JN : Avoir cette vision à 360 degrés est un vrai atout. L’ampleur des thématiques à aborder est énorme. Sans ce parcours, je n’aurai pas cette « boussole » intellectuelle pour aborder les différents sujets. La rencontre avec les intervenants (de profils différents) est également une réelle plus-value.
LB : Ce parcours m’a permis d’acquérir, d’une part, de solides connaissances théoriques et pratiques sur ces différents thèmes (notamment du fait de la qualité et de la spécialisation des intervenants) et, d’autre part, une méthode du travail me permettant de prendre en main ce sujet Compliance au sein de MARGO, y compris sur d’autres sujets de conformité tels que la cybersécurité.
ALP : Le parcours Devenir Compliance officer m’a permis d’acquérir toutes les connaissances nécessaires à la maîtrise des sujets de conformité tels que le droit de la protection des données personnelles, la législation ESG, le devoir de vigilance, le droit de la concurrence, etc.
JN : Étant juriste, la réputation de Lefebvre Dalloz n’est plus à démontrer. J’avais quelques codes juridiques sur mon bureau, mais cette époque est révolue. L’Intelligence Artificielle a déjà montré le bout de son nez et je suis de très près les avancées de l’IA juridique.
LB : Je connais, par ma formation juridique, la qualité des documents et services proposés par Lefebvre Dalloz, ainsi que sa légitimité.
ALP : La réputation et le sérieux de la marque Lefebvre Dalloz n’est plus à démontrer et la formation a été à la hauteur de cette réputation. La compétence et l’expertise des intervenants m’ont permis de recevoir un enseignement de haute qualité, tout en disposant des meilleurs outils d’appui pour avoir une vision pratique les cours dispensés (illustrations avec des exemples concrets et professionnels, fourniture du code de la compliance et des fonds documentaires mis à jour en continu de la maison Lefebvre Dalloz).
JN : J’ai la chance d’être au cœur du sujet, étant actuellement en plein déploiement sur l’ensemble des filiales d’une politique et d’un programme de conformité.
Néanmoins, j’ai déjà transposé quelques méthodes apprises dans mon métier de professionnel RH (ex-cartographie des risques, veille réglementaire normée…). Cela est très utile en Comité de Direction.
LB : En mettant en place de manière volontaire une véritable politique compliance au sein de notre Groupe (en effet, nous sommes aujourd’hui sous les seuils d’application de beaucoup des textes régissant ces matières).
Nous avons déjà réalisé un calendrier sur deux ans et avons une vision claire de ce que nous voulons faire.
ALP : Ma formation va être quotidiennement mise à profit dans le cadre de mon activité rédactionnelle, dans la mise à jour et la rédaction d’articles sur des thèmes actuels et complexes tels que la CSRD ou encore le RGPD.

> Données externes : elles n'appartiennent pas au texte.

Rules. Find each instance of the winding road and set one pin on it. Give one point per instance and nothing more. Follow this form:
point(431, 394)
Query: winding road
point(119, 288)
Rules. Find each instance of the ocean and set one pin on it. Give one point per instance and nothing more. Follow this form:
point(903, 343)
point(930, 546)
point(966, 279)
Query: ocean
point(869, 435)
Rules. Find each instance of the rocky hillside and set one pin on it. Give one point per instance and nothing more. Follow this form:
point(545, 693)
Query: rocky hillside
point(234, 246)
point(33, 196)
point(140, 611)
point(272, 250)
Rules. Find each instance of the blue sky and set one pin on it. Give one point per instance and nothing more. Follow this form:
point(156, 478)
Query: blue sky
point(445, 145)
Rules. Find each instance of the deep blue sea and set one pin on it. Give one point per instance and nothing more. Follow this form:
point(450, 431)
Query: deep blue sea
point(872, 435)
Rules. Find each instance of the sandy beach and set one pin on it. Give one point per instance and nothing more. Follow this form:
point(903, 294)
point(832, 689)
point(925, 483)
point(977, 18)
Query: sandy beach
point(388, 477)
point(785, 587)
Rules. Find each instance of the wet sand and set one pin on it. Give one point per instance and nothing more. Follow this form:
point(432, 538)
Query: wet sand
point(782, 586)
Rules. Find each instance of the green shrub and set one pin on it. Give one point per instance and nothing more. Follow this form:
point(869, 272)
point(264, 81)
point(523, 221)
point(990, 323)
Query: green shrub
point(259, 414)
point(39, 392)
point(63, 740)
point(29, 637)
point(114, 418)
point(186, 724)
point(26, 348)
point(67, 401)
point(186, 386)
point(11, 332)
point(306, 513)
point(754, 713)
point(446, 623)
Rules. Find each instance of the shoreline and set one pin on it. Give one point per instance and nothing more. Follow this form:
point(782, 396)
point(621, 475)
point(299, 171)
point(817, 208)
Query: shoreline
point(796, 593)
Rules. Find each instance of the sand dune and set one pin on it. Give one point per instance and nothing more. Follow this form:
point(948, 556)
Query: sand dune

Une meilleure compréhension de ces enjeux ne peut qu’améliorer le contenu de mes articles sur ces sujets.
JN : Pour les personnes non aguerries aux textes juridiques, cela peut faire peur. Il ne faut pas avoir se laisser impressionner par les nombreux textes communiqués. Un point d’amélioration est l’ajout d’une journée axée sur la production d’outils à partir de cas concrets et corrigée par un Compliance officer. Cela permettrait aux stagiaires de se rassurer à travers la pratique.
LB : Je ne vois pas de réelle amélioration possible.
ALP : Honnêtement, la formation dispensée est de grande qualité et ne nécessite pas de changements drastiques : de nombreuses illustrations et mises en situations professionnelles sont données par les intervenants. Néanmoins, comme il n’y en a jamais assez, je dirai qu’il est toujours bien d’en ajouter le plus possible. Le rôle de Compliance officer est une fonction éminemment pratique, il est toujours intéressant de s’appuyer sur le partage d’expériences pour se former.